Rockwool Insulation

Rockwool Insulation
Rockwool Insulation Batts

Rockwool is a mineral wool insulation made from recycled steel slag (a byproduct of steel production) and natural rock such as basalt, limestone, or diabase. Mineral wool manufactured primarily from steel slag is also referred to as slag wool.

Rockwool Performance:

Rockwool insulation has typical R-values of between 2.8 to 3.7 per inch. Its higher density of rock and slag wool insulation allows it to achieve higher R-values than cellulose or foam insulation when installed in wall cavities or attic spaces.

There are three primary forms of mineral or rockwool insulation, blown-in, batt insulation, and rigid foam board insulation. Let's take a look at what each type can offer your green home.

Blown-In Rockwool Insulation:

Blown-in rockwool insulation can be used in either enclosed cavities such as walls or unenclosed spaces like attics. Blown-in rockwall insulation resists settling, which can decrease an insulations' R-value over time.

For wall cavities in existing homes, it is installed by drilling small holes between the exterior walls' framing studs and blowing it in with special equipment.

For open attic ceiling installation, a 2' x 2' opening into the attic is typically all that is required for installation.

Blown-in rockwool insulation installation is usually done by professionals who are experienced at operating the necessary special equipment and can also ensure proper density and complete coverage.

Whether you install blown-in rockwool insulation yourself or pay somebody to do it for you, make sure to avoid voids and gaps which can occur if insulation is installed at too low a density or if a cavity isn't completely filled.

Batt Type Rockwool Insulation
Rockwool Batt Insulation

Batt-Type Rockwool Insulation:

Batt is short for batting, which is a slab-shaped piece of rockwool insulation typically sold in rolls. Rockwool insulation batts can be used in unenclosed attics simply by placing them between the ceiling joints of your house. Batts are rectangular pieces 4 by 8 feet in size and are manually placed one by one until the floor of your attic space is covered completely.

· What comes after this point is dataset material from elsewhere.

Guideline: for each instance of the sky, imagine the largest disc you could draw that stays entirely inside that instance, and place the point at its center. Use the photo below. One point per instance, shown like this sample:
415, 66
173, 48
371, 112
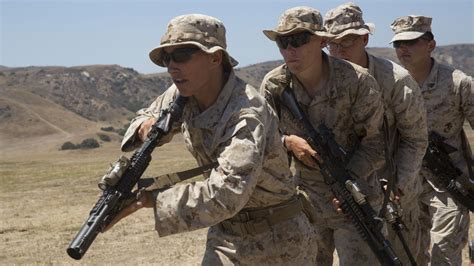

Batts can also be placed in wall cavities between the framing studs during construction of your home prior to the installation of the drywall. While blown-in insulation is typically installed much quicker, batt insulation can be a better choice if doing the installation yourself. It is also much easier to remove from an attic space in the future if necessary. Rockwool batt insulation products spring back after compression during installation so that the installed performance is maintained over the lifetime of the product and the potential for gaps and spaces is reduced.

Like blown-in insulation, care should be taken that the rockwool batts are installed properly with no gaps or spaces in order to maximize the energy savings potential of any insulation.

Rigid Board Rockwool Insulation
Rockwool Insulation Board

Rigid Board Rockwool Insulation:

Rockwool fibers can also be manufactured into a rigid boardstock insulation. Unlike blow-in or batt insulation, boardstock insulation is applied directly to the interior or exterior surface. This is an excellent choice for foundation insulation. Heat loss from an uninsulated basement foundation can represent up to 50% of a home's total heat loss in an otherwise well-insulated home.

In addition to reducing heating costs, rigid rockwool boardstock insulation reduces the potential for condensation because the mineral fibers will not absorb moisture or support the growth of mildew and fungus. It also will not rot or decay.

Green Qualifications of Rockwool Insulation:

Due to its use of natural and recycled materials, rockwool insulation can be a excellent addition to a green home design. Its manufacture does not use CFC or HCFC gases which can damage the earth's protective ozone layer. It does not contain asbestos or other chemical additives. The manufacture of rockwool insulation does use phenol-urea-formaldehyde as a binding agent. While formaldehyde is a known human carcinogen, the finished product contains no free formaldehyde and its use in the home will not have any negative effect on air quality if installed properly.